Note: Trash cans and/or Recycle cans can be put on curb, starting at 6:00pm on Thursday before trash days and are to be removed, out of sight of street, by 10PM on Friday.
Making sure your house is easy to find in case of an emergency:
Sec. 10-215. - Specifications for numbers—Noncommercial buildings and residential units.
(a) Each noncommercial building shall have an indentifying number posted in a position to be plainly legible and visible from the street, road, common driveway or common parking lot fronting the property.
(b) Each identifying residential unit number is to be posted and maintained on or within 18 inches of an entrance to the unit or such greater distance as the fire marshal may approve and shall be:
(1) Permanently affixed to the outside of the door or on the outside wall of such building or unit.
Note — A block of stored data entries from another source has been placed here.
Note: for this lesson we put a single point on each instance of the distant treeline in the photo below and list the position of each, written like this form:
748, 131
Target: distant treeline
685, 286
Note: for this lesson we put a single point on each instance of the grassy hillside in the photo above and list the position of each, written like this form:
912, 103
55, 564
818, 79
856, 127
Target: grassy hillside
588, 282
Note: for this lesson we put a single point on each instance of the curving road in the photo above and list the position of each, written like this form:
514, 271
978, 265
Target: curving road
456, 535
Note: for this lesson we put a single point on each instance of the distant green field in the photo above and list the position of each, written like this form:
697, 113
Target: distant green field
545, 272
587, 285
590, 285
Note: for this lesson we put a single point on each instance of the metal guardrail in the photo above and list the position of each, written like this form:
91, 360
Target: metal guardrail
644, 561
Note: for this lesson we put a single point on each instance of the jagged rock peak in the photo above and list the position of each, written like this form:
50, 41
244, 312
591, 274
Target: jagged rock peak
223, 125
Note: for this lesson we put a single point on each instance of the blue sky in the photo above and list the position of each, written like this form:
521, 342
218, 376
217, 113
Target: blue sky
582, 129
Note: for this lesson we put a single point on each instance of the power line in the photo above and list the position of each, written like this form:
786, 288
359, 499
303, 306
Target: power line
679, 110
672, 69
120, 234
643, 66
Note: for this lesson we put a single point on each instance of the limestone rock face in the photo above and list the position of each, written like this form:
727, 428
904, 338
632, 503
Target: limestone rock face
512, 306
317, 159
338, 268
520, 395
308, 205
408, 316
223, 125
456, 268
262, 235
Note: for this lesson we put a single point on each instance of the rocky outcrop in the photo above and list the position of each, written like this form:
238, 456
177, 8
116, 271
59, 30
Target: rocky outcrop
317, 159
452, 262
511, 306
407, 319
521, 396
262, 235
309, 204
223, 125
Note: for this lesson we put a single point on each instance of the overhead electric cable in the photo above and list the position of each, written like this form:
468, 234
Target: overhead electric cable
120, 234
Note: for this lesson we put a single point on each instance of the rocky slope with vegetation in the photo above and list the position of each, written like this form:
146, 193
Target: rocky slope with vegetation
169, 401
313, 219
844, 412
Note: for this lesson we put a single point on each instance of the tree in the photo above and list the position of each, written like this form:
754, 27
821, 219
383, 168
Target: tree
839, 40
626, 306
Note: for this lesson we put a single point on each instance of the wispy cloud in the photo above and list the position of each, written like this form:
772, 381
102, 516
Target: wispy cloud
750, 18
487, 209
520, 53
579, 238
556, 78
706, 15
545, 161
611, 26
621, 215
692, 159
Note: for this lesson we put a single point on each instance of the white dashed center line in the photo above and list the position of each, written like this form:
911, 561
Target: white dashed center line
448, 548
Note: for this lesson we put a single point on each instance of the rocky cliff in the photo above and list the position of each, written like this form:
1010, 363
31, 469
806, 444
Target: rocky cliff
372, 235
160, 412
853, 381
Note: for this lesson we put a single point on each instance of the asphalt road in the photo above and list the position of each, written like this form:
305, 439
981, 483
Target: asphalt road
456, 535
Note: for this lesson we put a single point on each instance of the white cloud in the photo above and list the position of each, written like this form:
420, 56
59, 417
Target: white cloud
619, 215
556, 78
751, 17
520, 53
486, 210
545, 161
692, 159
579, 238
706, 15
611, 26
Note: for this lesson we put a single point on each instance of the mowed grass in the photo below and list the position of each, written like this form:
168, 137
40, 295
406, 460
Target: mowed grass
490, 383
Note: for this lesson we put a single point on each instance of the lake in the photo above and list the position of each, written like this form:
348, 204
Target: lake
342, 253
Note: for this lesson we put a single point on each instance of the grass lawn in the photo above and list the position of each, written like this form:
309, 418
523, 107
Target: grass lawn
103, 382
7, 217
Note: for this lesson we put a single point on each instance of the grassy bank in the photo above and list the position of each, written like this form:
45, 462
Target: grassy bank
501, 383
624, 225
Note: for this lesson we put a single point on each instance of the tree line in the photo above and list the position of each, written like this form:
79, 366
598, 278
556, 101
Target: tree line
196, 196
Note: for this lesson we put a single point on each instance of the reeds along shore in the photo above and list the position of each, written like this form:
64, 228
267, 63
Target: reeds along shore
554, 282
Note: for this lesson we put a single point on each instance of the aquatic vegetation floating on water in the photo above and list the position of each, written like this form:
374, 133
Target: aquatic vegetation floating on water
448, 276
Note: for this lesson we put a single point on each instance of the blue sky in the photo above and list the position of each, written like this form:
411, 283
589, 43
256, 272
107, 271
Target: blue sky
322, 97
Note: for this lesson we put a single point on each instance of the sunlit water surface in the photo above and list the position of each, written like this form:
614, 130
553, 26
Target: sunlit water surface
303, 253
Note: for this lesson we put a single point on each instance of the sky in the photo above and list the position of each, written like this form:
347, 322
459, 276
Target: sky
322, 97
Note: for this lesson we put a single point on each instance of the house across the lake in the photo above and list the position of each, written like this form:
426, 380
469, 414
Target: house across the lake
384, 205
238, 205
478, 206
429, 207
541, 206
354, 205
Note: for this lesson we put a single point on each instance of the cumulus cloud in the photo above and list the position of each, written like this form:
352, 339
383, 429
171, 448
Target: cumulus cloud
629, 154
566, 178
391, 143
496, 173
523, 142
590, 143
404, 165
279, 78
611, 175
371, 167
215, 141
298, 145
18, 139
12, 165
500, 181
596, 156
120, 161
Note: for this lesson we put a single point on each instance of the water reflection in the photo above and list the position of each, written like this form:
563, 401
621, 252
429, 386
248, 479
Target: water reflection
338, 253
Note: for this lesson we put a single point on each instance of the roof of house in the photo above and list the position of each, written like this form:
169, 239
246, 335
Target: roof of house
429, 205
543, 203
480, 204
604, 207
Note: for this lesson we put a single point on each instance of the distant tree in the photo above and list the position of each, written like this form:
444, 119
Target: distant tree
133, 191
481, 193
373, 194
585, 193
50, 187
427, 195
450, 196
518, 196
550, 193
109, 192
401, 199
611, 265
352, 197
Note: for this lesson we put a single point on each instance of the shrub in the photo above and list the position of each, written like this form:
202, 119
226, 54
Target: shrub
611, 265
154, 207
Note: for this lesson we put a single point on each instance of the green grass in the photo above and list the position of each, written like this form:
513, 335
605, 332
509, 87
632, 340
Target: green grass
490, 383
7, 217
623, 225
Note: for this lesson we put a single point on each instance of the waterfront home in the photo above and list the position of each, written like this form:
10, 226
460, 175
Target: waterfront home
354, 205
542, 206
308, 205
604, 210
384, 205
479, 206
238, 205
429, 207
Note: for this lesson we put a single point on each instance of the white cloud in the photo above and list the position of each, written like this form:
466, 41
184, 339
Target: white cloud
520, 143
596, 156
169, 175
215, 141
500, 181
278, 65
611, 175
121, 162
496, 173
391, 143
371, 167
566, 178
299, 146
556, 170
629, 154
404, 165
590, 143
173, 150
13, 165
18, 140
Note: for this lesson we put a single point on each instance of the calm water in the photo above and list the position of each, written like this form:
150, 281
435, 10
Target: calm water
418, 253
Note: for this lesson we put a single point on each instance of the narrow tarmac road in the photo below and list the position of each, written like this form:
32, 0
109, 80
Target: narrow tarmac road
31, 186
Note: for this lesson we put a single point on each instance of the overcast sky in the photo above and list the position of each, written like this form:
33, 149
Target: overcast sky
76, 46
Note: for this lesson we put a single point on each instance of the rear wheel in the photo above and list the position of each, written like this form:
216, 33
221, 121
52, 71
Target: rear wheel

(2) Of a color which is in contrast to the background.
(3) For any noncommercial building built for first occupancy on or before May 22, 1979, at least two inches in height.
(4) For any noncommercial building built for first occupancy after May 22, 1979, at least three inches in height, except that a residential unit contained in a building where residential unit numbers are posted pursuant to section 10-213.1 of this Code may have residential unit numbers two inches or more in height.
(5) For each noncommercial building and each residential unit therein for which a building permit was issued after January 1, 2010: (i) of a color that contrasts with the background; (ii) one or more Arabic numerals or alphabet letters; and (iii) a minimum of 4 inches (102 mm) high with a minimum stroke width of 0.5 inches (12.7 mm).
People who staple signs to telephone poles and crowd them at intersections, sidewalks, and esplanades aren’t only creating eyesores in neighborhoods, they’re breaking the law. We call these signs “bandit signs” and residents who see what they suspect to be bandit signs should report them to the City of Houston Department of Neighborhoods by calling the 3-1-1 Houston Service Helpline or using the Houston 3-1-1 mobile app. Violators are subject to a fine between $300 -$500, can be taken to court, as well as have a warrant issued for their arrest for breaking Chapter 28 of Houston’s code of ordinances.
How to Identify a Bandit Sign
Bandit signs are typically small and placed in large quantities along public spaces as esplanades. These signs include political, real estate, developer, and garage sale signs, etc. and are placed upon a public street, public sidewalk, public right-of-way, or on any public building or structure of any kind belonging to the city.